Este auge en la contratación de seguros se explica por el deseo de viajar con mayor tranquilidad frente a situaciones como cancelaciones, incidencias médicas en el extranjero o pérdidas de equipaje. La asistencia sanitaria es, de hecho, la cobertura más demandada, seguida por la repatriación, la cancelación del viaje y los problemas relacionados con el equipaje. En palabras de Borja Díaz, consejero delegado de Allianz Partners España, “un incidente leve como una otitis en el Caribe puede traducirse en una factura de más de 3.000 euros, y una operación de apendicitis en México puede alcanzar los 6.000”. La aseguradora señala que incluso en destinos europeos, donde opera la Tarjeta Sanitaria Europea, el viajero puede verse obligado a adelantar costes que luego no siempre son reembolsados en su totalidad.
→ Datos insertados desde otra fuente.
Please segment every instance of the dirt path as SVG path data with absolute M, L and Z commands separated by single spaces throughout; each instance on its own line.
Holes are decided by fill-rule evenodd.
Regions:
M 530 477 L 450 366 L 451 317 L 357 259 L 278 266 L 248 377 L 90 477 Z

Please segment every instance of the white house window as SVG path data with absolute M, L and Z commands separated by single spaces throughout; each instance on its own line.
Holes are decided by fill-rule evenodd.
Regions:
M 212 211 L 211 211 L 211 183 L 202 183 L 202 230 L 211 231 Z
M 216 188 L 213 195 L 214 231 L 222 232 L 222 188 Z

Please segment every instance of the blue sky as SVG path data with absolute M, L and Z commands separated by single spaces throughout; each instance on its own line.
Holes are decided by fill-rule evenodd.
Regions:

El estudio también recoge las razones por las que el 40 % restante de los viajeros decide no contratar ninguna póliza. La principal es la falsa sensación de estar ya cubiertos por el seguro de salud o por otros productos financieros, seguida por la idea de que el viaje es demasiado corto o de escaso riesgo para justificar un seguro. Un 26 % considera, además, que ese gasto es innecesario y prefiere destinarlo directamente al ocio.
A nivel europeo, la tendencia es muy similar. El mismo informe muestra que un 62 % de los europeos contratará seguro de viaje este verano, y un 86 % de los encuestados asegura que contar con esta protección les proporciona una mayor tranquilidad durante sus vacaciones. En España, el destino nacional sigue siendo el preferido por un 48 % de los encuestados, aunque los viajes al extranjero han crecido 12 puntos porcentuales respecto a 2024, hasta alcanzar el 42 %.
Esta expansión del turismo internacional refuerza el argumento a favor de una mayor concienciación sobre la contratación de seguros de viaje. Desde Allianz Partners se insiste en que el seguro debe adaptarse a las características del desplazamiento: duración, destino, edad de los viajeros y actividades previstas. Así, no solo las coberturas básicas son importantes, sino también otras más específicas como deportes de aventura o estancias prolongadas por motivos médicos.
El sector asegurador responde a esta demanda creciente con productos cada vez más personalizados, accesibles desde aplicaciones móviles, integrados en plataformas de reserva o incluso incluidos en tarjetas de crédito. El fenómeno revela un cambio estructural en la forma en que los ciudadanos valoran la previsión y la cobertura ante riesgos en sus desplazamientos, y todo indica que esa conciencia seguirá creciendo en los próximos años.